Introduction of biomarkers for diagnosis and treatment of psychiatric diseases into routine clinical practice requires moving from proof-of-concept studies to large-scale clinical validation and deployment. Involving clinicians, machine learning (ML) technology and Big Data initiatives will help providing high-quality models for clinical use. Exciting developments in this field were presented at ECNP2018.
For more information on Big Data in psychiatry and neurology, please see "Big Data in Healthcare" in the Lundbeck Institute Campus.
Dr Janaina Mourao-Miranda (University College London, UK) addressed the question: “how can we combine machine learning and neuroimaging techniques to improve diagnosis and outcome in psychiatry?”
How can we combine machine learning and neuroimaging techniques to improve diagnosis and outcome in psychiatry?
Train, test, predict
A framework of training and testing components, with brain images from patients and healthy controls, is used to train the ML algorithm to develop predictive function. The algorithm is then applied to test images to predict patient versus healthy control.
This technique has been applied extensively to many clinical questions in psychiatry, including identifying subjects at-risk of developing a condition or treatment responders and predicting disease outcome. One of the main issues faced in developing this technology on a larger scale, however, is reproducibility. Increasing sample size seems to decrease accuracy, as limited by binary nature of categorical classification of subjects/data. A wide range of clinical assessments are condensed into a single label, assuming within-group homogeneity, when real world groups are very heterogeneous.
Hence, the benefit of using continuous clinical measures. In regression models, images are given a score rather than binary classification, and in normative models the algorithm is trained to detect outliers.
Multiple sources are better than one
This is still limited by under-using much of the available clinical information. Multiple-source learning uses multiple modalities of data. This is useful in identifying biomarkers, but still limited to one score which may not capture everything.
Stratification models are more transformative, identifying subgroups with particular risks or response patterns. Determining a ‘brain-behavior latent space’ allows identification of subjects who are moving from a ‘healthy’ to a ‘disease’ state, based on expression of certain associations, with potential of targeting early intervention.
Application to clinical practice requires moving from data to group-level inference to predictive modelling
What is a good predictive model?
Application to clinical practice requires moving from data to group-level inference to predictive modelling1. Professor Tim Hahn (Goethe-University Frankfurt, Germany) proposed guidelines for assessing what is a good predictive model. How can clinicians or researchers judge quality of the explosion of papers in artificial intelligence (AI)/ML, and evaluate clinical utility and translational potential? As John Naisbitt said: “We are drowning in information but starved for knowledge”2.
“We are drowning in information but starved for knowledge”
Introducing AI Transparency
To help clinicians, he proposed a conceptual framework of ‘AI Transparency’, looking at generalization, model scope and risk profile. Understanding the algorithm itself isn’t necessary, and this best practice check list is easy to use.
Is the model capable of generalization when applied to previously unseen data? It is important to keep training and test data independent; otherwise the model will just get very good at describing the training data, but can’t be applied to test data. Professor Hahn encouraged the use of online repositories, where researchers can upload data and receive predictions back3. If data sets can’t be kept independent, then important to do cross validation, especially for hyperparameter optimization, recognizing the trade-off between bias and variance.

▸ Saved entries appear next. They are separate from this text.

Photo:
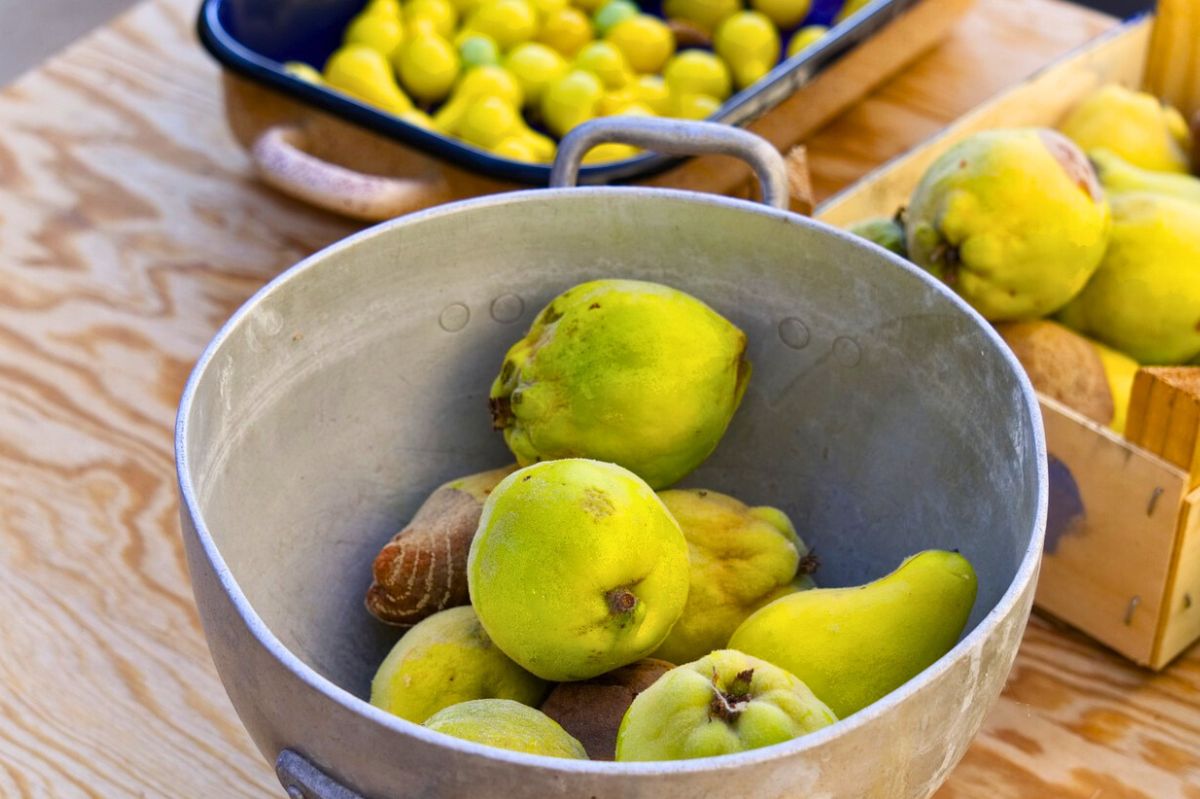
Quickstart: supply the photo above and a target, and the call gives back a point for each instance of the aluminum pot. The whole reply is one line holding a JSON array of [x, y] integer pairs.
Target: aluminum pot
[[883, 415]]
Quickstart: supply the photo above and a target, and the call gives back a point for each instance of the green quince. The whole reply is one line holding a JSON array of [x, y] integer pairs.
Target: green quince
[[629, 372], [727, 702], [741, 558], [444, 660], [577, 568], [507, 725], [1014, 221]]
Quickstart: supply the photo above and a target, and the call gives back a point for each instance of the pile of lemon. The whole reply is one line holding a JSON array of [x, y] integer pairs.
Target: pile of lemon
[[496, 73]]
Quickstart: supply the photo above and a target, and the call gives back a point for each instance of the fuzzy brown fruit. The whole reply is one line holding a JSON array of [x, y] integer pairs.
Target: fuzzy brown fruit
[[592, 710], [1061, 364], [424, 568]]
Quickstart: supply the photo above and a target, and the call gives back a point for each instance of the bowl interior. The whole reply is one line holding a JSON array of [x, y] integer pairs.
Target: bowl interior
[[881, 415]]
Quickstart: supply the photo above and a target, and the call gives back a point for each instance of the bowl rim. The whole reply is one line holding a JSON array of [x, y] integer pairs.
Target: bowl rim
[[1025, 576]]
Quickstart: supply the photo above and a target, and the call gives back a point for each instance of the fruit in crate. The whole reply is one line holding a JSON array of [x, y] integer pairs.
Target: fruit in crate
[[705, 14], [423, 569], [378, 30], [591, 710], [741, 558], [749, 44], [805, 37], [784, 13], [646, 42], [1117, 176], [1134, 125], [507, 725], [630, 372], [727, 702], [365, 74], [429, 65], [886, 230], [1014, 221], [853, 646], [444, 660], [1145, 298], [1078, 372], [573, 606]]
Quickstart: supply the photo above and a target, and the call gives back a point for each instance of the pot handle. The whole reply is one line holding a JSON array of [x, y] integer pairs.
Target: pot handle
[[281, 161], [675, 137], [303, 780]]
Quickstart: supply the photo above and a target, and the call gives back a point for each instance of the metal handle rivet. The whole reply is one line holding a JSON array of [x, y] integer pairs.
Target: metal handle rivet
[[454, 317], [847, 352], [793, 332], [508, 307]]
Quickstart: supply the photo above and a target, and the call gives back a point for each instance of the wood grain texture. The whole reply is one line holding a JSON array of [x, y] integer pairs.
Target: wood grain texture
[[130, 228]]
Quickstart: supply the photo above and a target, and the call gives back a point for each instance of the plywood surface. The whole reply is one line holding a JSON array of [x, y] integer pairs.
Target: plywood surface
[[130, 228]]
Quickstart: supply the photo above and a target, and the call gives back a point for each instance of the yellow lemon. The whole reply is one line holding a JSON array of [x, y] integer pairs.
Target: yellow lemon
[[606, 61], [379, 31], [646, 42], [805, 37], [567, 30], [364, 73], [508, 22], [438, 14], [697, 72], [534, 66], [570, 101], [427, 65], [749, 43]]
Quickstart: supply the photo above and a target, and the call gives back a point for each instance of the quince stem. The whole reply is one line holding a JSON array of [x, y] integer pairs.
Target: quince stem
[[727, 706]]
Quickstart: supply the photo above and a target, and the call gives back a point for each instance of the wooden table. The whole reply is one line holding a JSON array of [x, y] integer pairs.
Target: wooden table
[[130, 228]]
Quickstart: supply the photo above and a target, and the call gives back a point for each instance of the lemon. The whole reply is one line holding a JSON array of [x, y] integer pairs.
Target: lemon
[[785, 13], [516, 148], [652, 91], [508, 22], [534, 66], [379, 31], [427, 66], [610, 151], [489, 121], [646, 41], [547, 7], [617, 98], [303, 71], [364, 73], [613, 12], [481, 82], [419, 118], [705, 13], [438, 14], [567, 31], [478, 49], [493, 80], [697, 72], [570, 101], [604, 60], [749, 43], [633, 109], [694, 106], [805, 37]]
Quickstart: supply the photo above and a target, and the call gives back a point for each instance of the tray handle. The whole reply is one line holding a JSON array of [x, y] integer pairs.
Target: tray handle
[[303, 780], [281, 160], [675, 137]]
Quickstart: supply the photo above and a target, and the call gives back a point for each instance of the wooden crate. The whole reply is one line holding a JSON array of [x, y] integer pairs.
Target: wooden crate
[[341, 167], [1122, 558]]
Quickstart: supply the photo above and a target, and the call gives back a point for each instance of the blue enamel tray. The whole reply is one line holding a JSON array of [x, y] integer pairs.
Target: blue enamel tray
[[255, 37]]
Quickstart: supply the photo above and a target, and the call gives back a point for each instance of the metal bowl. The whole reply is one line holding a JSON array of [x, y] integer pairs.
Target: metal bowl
[[885, 416]]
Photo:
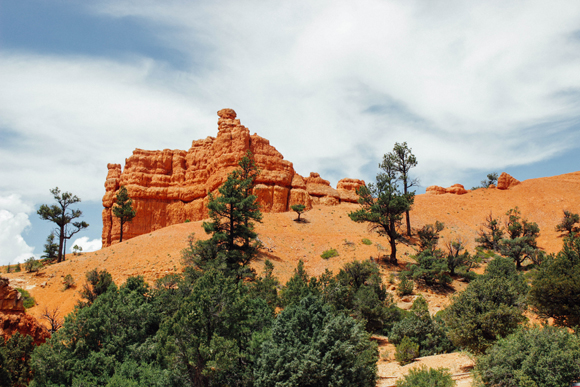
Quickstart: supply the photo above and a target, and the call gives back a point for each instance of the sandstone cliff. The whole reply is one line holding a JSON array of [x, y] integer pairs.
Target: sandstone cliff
[[13, 317], [171, 186]]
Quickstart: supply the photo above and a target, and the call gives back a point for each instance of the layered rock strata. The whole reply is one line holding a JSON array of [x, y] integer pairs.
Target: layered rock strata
[[13, 317], [171, 186]]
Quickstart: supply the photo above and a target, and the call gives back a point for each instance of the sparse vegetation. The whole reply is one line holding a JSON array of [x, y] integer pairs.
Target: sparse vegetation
[[299, 209], [329, 254], [28, 300], [68, 281]]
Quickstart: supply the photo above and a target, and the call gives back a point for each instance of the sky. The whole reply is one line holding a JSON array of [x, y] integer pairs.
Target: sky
[[473, 87]]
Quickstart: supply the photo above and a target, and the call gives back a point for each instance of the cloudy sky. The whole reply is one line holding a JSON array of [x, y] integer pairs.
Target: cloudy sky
[[471, 86]]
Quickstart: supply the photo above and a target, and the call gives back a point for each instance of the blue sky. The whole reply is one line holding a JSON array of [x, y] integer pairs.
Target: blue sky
[[473, 87]]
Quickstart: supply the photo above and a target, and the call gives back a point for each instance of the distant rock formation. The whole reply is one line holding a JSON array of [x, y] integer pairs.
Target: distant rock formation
[[13, 317], [456, 189], [506, 181], [171, 186]]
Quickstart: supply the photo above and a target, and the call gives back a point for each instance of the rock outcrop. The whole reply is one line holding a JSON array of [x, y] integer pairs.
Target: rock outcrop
[[171, 186], [456, 189], [506, 181], [13, 317]]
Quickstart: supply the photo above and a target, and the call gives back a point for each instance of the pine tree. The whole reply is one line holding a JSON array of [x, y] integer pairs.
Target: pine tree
[[123, 208], [383, 206], [401, 160], [233, 241], [63, 217]]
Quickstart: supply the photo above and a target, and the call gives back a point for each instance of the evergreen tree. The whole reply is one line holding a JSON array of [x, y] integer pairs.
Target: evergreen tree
[[233, 241], [383, 206], [490, 234], [123, 208], [401, 159], [555, 291], [521, 241], [63, 217], [50, 248], [568, 223]]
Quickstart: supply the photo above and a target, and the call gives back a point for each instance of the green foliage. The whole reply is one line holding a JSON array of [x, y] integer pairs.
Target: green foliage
[[429, 235], [428, 333], [401, 160], [311, 346], [123, 208], [383, 205], [298, 287], [299, 209], [568, 223], [521, 241], [266, 287], [32, 265], [215, 335], [492, 306], [407, 351], [539, 357], [329, 253], [63, 217], [15, 353], [96, 340], [555, 291], [98, 282], [490, 234], [50, 248], [28, 300], [233, 243], [68, 281], [423, 377], [431, 268], [405, 286]]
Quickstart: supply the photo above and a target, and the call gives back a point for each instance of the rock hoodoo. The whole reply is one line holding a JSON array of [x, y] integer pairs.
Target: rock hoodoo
[[456, 189], [171, 186], [506, 181]]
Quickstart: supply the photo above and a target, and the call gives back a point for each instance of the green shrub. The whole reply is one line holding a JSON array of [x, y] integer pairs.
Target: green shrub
[[68, 281], [28, 300], [32, 265], [492, 306], [407, 351], [539, 357], [418, 326], [329, 253], [423, 377], [405, 286]]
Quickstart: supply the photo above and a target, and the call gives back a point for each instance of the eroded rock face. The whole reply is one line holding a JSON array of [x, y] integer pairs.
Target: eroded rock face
[[506, 181], [456, 189], [13, 317], [171, 186]]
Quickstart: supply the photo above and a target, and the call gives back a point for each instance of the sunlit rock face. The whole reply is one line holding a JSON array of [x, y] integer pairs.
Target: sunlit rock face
[[172, 186]]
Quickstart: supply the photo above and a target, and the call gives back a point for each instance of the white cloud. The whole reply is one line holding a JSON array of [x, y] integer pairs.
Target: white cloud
[[13, 222], [469, 85], [86, 244]]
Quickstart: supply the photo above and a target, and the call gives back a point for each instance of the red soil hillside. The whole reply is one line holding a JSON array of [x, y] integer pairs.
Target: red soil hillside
[[156, 254]]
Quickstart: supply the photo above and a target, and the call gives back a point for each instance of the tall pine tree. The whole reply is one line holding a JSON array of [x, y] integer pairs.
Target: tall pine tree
[[123, 208]]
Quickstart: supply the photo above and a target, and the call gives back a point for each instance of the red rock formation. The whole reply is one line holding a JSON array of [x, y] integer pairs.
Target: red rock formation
[[13, 317], [456, 189], [506, 181], [171, 186]]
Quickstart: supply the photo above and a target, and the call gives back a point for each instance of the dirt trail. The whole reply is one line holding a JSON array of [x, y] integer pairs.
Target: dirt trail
[[286, 242]]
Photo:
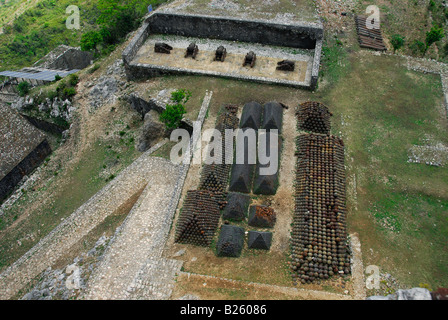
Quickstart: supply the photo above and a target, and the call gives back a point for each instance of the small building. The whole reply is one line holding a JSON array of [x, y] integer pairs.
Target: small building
[[22, 149]]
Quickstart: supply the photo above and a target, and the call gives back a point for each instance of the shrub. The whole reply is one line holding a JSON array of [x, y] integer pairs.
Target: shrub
[[418, 47], [90, 40], [94, 68], [175, 112], [73, 80], [173, 115], [68, 92], [24, 88], [181, 96], [434, 35], [397, 41]]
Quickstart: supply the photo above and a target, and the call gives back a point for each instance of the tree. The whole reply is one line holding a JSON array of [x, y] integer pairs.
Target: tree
[[24, 88], [397, 42], [174, 113], [90, 40], [434, 35]]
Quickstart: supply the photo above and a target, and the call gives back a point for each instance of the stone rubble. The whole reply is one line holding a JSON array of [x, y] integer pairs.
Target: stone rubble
[[409, 294]]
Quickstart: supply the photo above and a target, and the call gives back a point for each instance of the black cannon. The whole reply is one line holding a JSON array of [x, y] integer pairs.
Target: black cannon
[[250, 59], [192, 50], [220, 54], [286, 65], [162, 48]]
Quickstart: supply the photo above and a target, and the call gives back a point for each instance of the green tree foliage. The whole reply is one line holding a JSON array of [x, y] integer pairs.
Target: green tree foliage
[[90, 40], [418, 47], [175, 112], [397, 41]]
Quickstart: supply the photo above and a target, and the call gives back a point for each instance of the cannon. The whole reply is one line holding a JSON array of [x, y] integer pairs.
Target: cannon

It is important to keep training and test data independent
The second element is model scope. A model can only make high quality predictions about those people sufficiently represented in the training set. It also needs evaluation in the context of its later use. Ideally don’t have exclusion criteria in studies, otherwise difficult to demonstrate that the model works in real life settings.
Can the model provide information beyond what is already known?
The final important element is assessing the risk profile and distribution of errors. Can the model provide information beyond what is already known (incremental utility)? Is there algorithmic bias? A model will learn what it is taught, and there is potential to introduce bias, even if unintentional. Be aware of safety and security issues, with the need to guard training data and run adversarial attacks to immunize models. Once this is in place the next step will be addressing compliance issues.